Family business can be characterized within three circles: families, businesses and ownership structure. The impact of the family on the other two circles determines the family nature of the company. This impact means that family businesses are more complex than their non-family counterparts and therefore require appropriate treatment.
I have been wondering whether the member states offer any institutional or legal support for their family firms. During my research I have come across many interesting country-specific experiences. Here are only a few examples.
Spain was amongst the pioneers in this field with Professor Miguel Ángel Gallo at the forefront. It is impossible to list the whole contribution of Spain to family firms, but I would like to point out the development of family governance, succession and ethical issues. You may learn about it by accessing a large library including videos, following the blog of Professor Josep Tàpies, who holds the Family-Owned Business Chair, or attending any of their educational programs.
I also would like to mention Jesús Casado who is Director General of the Instituto de la Empresa Familiar and advocating on behalf of family businesses in Brussels by being the Secretary General of the European Family Businesses federation. We are glad to have him as the expert in our INT Group in the European Economic and Social Committee (EESC).
The second example comes from Ireland. You may wonder why Ireland? This is due to the Central Statistics Office in Ireland which issued the report on Family Business in Ireland. It was quite a long ago and related to services sectors only but the attempt is worth mentioning.
Please let me also refer to Poland in this respect. The Central Statistical Office of Poland has started a project to estimate and evaluate family firms. However, we will have to wait for final results until 2017.
This statistical part will be recapped with the European Commission and its call for proposals on statistics for family businesses. This is really an important step forward in quantifying family firms. Successful projects are estimated to start as of January 2016.
In Eastern Europe family firms are more and more recognized. I would like to mention Petar Mandjoukov – owner of the Balkan Bulgarian Television – who initiated FBN Chapter in Bulgaria and was the advocate of unifying the family firms in Central and European countries. We have Milena Angelova from Bulgaria on our INT team who is involved in drawing up our opinion on family businesses in Europe.
Another example – the family code which presumes spouses who share a property and run a business to be a family business. In e.g. Italy, family businesses may be also considered by civil codes. Malta is implementing a family business act – probably the first of a kind in the world.
We are now heading to the European Economic and Social Committee to show its contribution to family firms. During a conversation with Jacek Krawczyk – President of the Employers’ Group at EESC – we were wondering why family businesses have such a low profile at the EU.

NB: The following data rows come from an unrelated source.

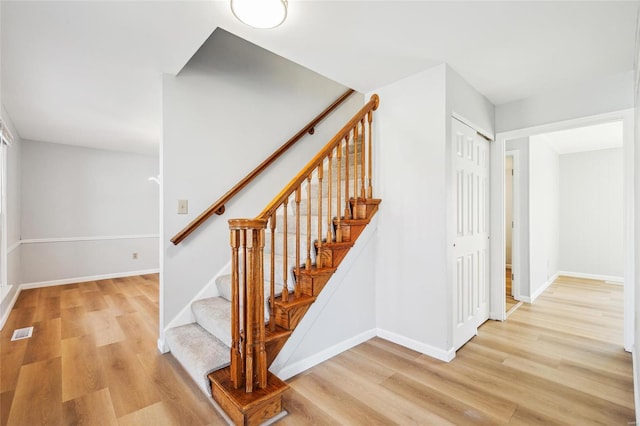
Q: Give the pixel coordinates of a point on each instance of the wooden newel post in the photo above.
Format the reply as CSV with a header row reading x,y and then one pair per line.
x,y
248,352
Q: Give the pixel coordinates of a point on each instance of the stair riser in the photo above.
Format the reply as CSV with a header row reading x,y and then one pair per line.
x,y
291,246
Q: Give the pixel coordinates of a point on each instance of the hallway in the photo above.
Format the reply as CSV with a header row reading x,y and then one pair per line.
x,y
559,360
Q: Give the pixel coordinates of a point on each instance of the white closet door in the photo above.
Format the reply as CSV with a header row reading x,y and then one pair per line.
x,y
471,241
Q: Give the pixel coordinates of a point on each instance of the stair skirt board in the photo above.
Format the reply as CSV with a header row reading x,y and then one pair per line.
x,y
199,352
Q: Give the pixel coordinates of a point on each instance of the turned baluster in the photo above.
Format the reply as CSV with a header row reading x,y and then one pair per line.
x,y
320,176
272,280
307,264
298,198
329,183
362,192
236,352
338,195
355,165
243,302
370,187
347,206
285,240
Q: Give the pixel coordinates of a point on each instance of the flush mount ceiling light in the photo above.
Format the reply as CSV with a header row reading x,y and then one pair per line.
x,y
260,13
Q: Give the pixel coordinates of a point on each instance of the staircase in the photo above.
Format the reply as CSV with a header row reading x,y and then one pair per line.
x,y
281,261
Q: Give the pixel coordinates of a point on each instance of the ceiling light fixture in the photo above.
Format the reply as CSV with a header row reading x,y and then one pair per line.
x,y
261,14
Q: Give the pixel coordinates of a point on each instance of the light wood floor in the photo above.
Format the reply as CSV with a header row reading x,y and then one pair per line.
x,y
93,360
557,361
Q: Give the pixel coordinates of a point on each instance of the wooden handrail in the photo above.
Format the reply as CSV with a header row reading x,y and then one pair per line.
x,y
372,105
250,254
219,206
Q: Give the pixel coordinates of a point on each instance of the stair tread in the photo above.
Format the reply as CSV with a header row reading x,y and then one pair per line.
x,y
278,333
214,315
294,301
199,352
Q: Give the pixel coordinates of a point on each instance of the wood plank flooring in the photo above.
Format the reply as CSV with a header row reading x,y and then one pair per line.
x,y
93,360
557,361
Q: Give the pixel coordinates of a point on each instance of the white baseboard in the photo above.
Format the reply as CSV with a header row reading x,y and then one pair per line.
x,y
7,312
610,279
86,279
541,290
432,351
162,346
305,364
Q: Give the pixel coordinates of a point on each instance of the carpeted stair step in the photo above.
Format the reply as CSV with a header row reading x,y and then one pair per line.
x,y
198,351
214,315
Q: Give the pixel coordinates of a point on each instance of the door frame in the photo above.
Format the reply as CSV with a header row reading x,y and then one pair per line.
x,y
497,205
515,231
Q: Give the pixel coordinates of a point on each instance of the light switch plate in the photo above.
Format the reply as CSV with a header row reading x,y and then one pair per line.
x,y
183,206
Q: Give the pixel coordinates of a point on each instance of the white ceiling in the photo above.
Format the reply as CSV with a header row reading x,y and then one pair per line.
x,y
90,73
590,138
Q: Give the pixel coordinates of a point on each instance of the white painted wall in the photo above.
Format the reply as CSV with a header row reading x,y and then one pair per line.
x,y
411,274
521,145
83,210
591,213
228,109
610,93
413,300
544,216
508,207
332,325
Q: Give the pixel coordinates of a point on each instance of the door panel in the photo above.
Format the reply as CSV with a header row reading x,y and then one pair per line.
x,y
471,241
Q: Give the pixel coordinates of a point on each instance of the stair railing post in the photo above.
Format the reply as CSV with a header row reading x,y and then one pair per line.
x,y
236,351
247,319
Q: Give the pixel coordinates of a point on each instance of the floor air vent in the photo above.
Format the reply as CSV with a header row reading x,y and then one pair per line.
x,y
22,333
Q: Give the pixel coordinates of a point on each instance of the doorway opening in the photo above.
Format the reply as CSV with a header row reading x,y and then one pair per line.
x,y
540,266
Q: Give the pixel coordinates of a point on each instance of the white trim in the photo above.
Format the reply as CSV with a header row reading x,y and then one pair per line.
x,y
432,351
94,238
14,246
542,288
516,230
315,359
613,279
5,317
483,132
86,279
162,345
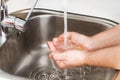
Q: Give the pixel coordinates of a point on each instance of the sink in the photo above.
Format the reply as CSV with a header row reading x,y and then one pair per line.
x,y
24,53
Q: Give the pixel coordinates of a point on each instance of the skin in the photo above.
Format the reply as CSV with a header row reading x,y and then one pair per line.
x,y
102,49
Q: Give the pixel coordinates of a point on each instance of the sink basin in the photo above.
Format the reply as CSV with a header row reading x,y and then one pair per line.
x,y
23,54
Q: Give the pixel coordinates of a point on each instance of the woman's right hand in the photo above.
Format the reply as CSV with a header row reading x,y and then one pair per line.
x,y
75,41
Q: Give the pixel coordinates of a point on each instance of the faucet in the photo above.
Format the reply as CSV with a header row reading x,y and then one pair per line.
x,y
9,23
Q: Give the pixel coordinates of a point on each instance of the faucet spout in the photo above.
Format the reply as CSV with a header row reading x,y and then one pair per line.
x,y
8,23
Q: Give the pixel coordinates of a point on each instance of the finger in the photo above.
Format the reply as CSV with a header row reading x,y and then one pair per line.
x,y
59,56
60,64
51,46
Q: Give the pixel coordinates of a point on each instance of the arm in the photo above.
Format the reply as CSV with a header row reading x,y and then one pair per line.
x,y
106,39
107,57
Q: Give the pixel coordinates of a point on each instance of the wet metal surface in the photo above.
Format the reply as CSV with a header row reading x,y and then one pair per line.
x,y
28,52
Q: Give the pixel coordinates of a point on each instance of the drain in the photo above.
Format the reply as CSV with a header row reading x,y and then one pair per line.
x,y
46,73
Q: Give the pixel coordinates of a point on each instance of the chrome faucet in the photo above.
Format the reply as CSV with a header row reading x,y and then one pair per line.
x,y
9,23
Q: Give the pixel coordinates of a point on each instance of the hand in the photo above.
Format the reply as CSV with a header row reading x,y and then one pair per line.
x,y
71,58
75,41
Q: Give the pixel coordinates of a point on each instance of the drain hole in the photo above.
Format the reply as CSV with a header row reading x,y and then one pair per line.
x,y
46,73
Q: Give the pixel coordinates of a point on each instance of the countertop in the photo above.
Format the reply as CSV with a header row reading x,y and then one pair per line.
x,y
109,9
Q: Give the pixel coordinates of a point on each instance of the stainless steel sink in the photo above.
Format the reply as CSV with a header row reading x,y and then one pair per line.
x,y
23,54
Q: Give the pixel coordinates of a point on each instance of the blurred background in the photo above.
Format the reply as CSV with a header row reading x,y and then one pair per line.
x,y
109,9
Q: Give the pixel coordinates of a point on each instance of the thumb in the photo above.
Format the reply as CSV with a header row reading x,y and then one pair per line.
x,y
59,57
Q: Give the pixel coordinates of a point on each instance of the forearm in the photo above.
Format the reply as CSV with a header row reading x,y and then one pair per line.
x,y
107,57
106,38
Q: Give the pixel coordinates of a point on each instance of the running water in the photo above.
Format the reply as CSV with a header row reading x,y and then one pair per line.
x,y
65,22
65,32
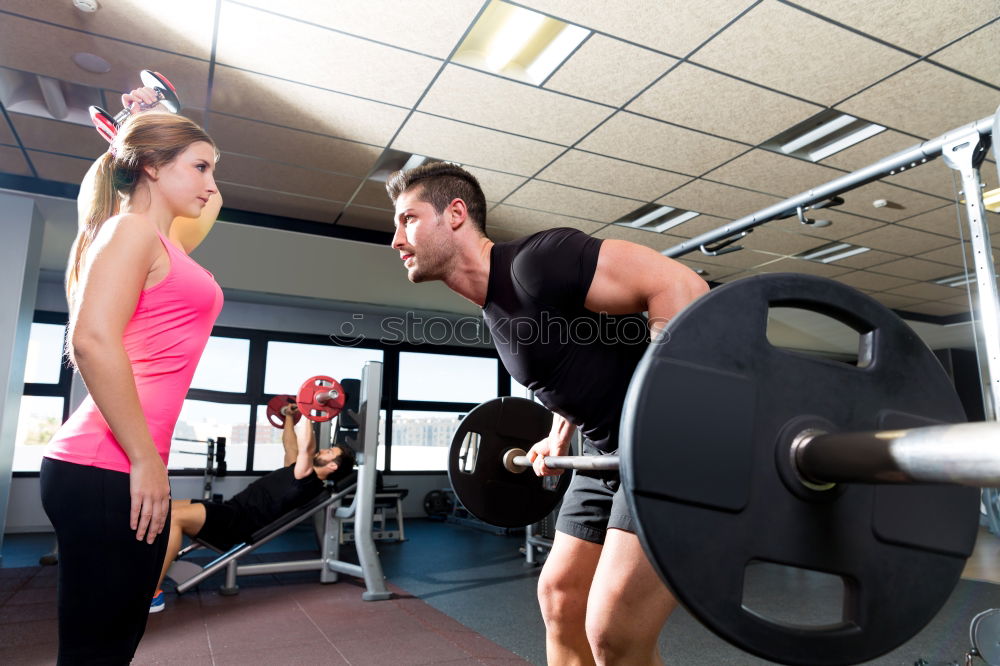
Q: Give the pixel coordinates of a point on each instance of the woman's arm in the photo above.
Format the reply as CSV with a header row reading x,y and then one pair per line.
x,y
114,273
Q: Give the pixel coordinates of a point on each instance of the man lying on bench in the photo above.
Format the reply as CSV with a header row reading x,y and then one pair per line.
x,y
228,523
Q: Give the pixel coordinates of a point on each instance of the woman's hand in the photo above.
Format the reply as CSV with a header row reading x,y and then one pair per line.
x,y
150,490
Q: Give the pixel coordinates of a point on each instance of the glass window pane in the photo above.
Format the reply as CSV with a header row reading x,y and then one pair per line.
x,y
45,353
37,421
420,440
291,363
200,420
223,366
446,378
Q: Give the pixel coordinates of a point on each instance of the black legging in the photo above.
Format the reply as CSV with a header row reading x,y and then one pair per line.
x,y
106,577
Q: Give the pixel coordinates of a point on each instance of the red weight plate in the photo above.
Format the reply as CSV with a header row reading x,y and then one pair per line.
x,y
274,407
321,398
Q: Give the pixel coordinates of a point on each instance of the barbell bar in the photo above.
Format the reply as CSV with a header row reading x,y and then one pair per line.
x,y
967,454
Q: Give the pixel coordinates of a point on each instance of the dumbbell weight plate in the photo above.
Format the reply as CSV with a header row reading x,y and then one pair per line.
x,y
475,464
705,436
274,407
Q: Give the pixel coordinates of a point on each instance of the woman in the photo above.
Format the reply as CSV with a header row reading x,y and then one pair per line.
x,y
141,312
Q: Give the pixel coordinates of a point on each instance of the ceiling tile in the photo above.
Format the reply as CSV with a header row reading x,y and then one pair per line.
x,y
427,26
872,281
366,218
870,151
284,178
673,26
270,44
658,242
792,265
934,178
843,224
288,145
917,269
605,174
779,242
944,221
717,199
977,55
900,240
373,195
924,291
902,203
925,100
916,26
467,144
895,301
58,137
789,50
295,105
496,186
180,26
765,171
28,46
12,161
701,99
510,106
951,255
608,70
938,308
58,167
524,222
571,201
269,202
648,141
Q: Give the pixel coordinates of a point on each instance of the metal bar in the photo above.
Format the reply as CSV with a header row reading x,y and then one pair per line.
x,y
573,462
964,155
965,453
905,159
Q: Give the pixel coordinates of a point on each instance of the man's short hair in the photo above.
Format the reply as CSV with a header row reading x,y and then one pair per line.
x,y
345,463
442,183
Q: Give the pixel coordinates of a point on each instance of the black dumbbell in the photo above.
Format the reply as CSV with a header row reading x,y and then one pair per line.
x,y
107,125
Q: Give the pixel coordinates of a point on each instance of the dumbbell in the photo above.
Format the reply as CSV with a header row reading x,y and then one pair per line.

There are many advantages of having these firms: they care for tradition, quality, employ local people and withstand market turbulences. They are backbone of many economies so how can we help them in the EU. This led to the process of setting up a study group on 22 January 2015 to draw up the opinion on Family businesses in Europe as a source of renewed growth and better jobs.
Having in mind that the EESC’s role is to animate citizenship, we decided to organize a meeting with family businesses and their stakeholders at the Warsaw School of Economics. Then we added our expertise in this field and submitted the draft opinion to the INT/765 Group for a discussion.
After a thorough discussion, the opinion was submitted for a discussion and voting at the Section for the Single Market, Production and Consumption. The voting was in total favour with some voices arguing that the work should be continued. In concluding our discussions on this opinion we called on the Commission to carry out a number of measures to promote family businesses.
· A family business category to be included in European statistics (Eurostat) and for national statistics offices to gather data on family business in an effective way;
· Better regulation on the transfer of family businesses from one generation to the next, particularly from a tax perspective, with a view to reducing the exposure of these businesses to liquidity problems;
· The family organisational climate to be promoted, the hallmark of which is long-term employment;
· Innovation among family firms to be promoted, not least by means of innovative public procurement;
· Education to be developed and research promoted in the area of family entrepreneurship;
· Family farms to be supported and cooperative-based entrepreneurship redeveloped, particularly the type which brings together family businesses;
· Tax deductions to be introduced on reinvested profits, and opportunities for family businesses to increase their capital without granting voting rights;
· Active cooperation at EU level with organisations representing family businesses, e.g. within the framework of a permanent expert group.
Elżbieta Bieńkowska, Commissioner for Internal Market, Industry, Entrepreneurship and SMEs, writes on her website that she welcomes the initiative and looks forward to specific proposals.
I would like to mention that in line with our work on that opinion, the European Parliament with Angelika Niebler as the rapporteur prepares a report on family businesses in Europe. This really reinforces our efforts. Maybe all future activities on behalf of family firms will be coordinated by a permanent working group as suggested by Niebler. We hope that our joint initiatives will highly expose family businesses in the EU countries and allow them to live through generations.
The great economist John Maynard Keynes coined the phrase “in the long-run, we’re all dead”. This phrase has become very famous. Some argue that it reflects Keynes’ indifference to next generations since he was childless. I think that the opposite is true.
In his essay on the “Economic Possibilities for our Grandchildren” he asked the following questions: “What can we reasonably expect the level of our economic life to be a hundred years hence? What are the economic possibilities for our grandchildren?”
It’s exactly the same questions that founders of family firms use to ask themselves. They are concerned about their children and grandchildren. We wanted to give them reassurance and hope for the future by drawing up the opinion on promoting family businesses.
The European Economic and Social Committee (EESC) is a consultative body of the European Union with members from economic and social interest groups in Europe. Its opinions are forwarded to the Council, the European Commission and the European Parliament.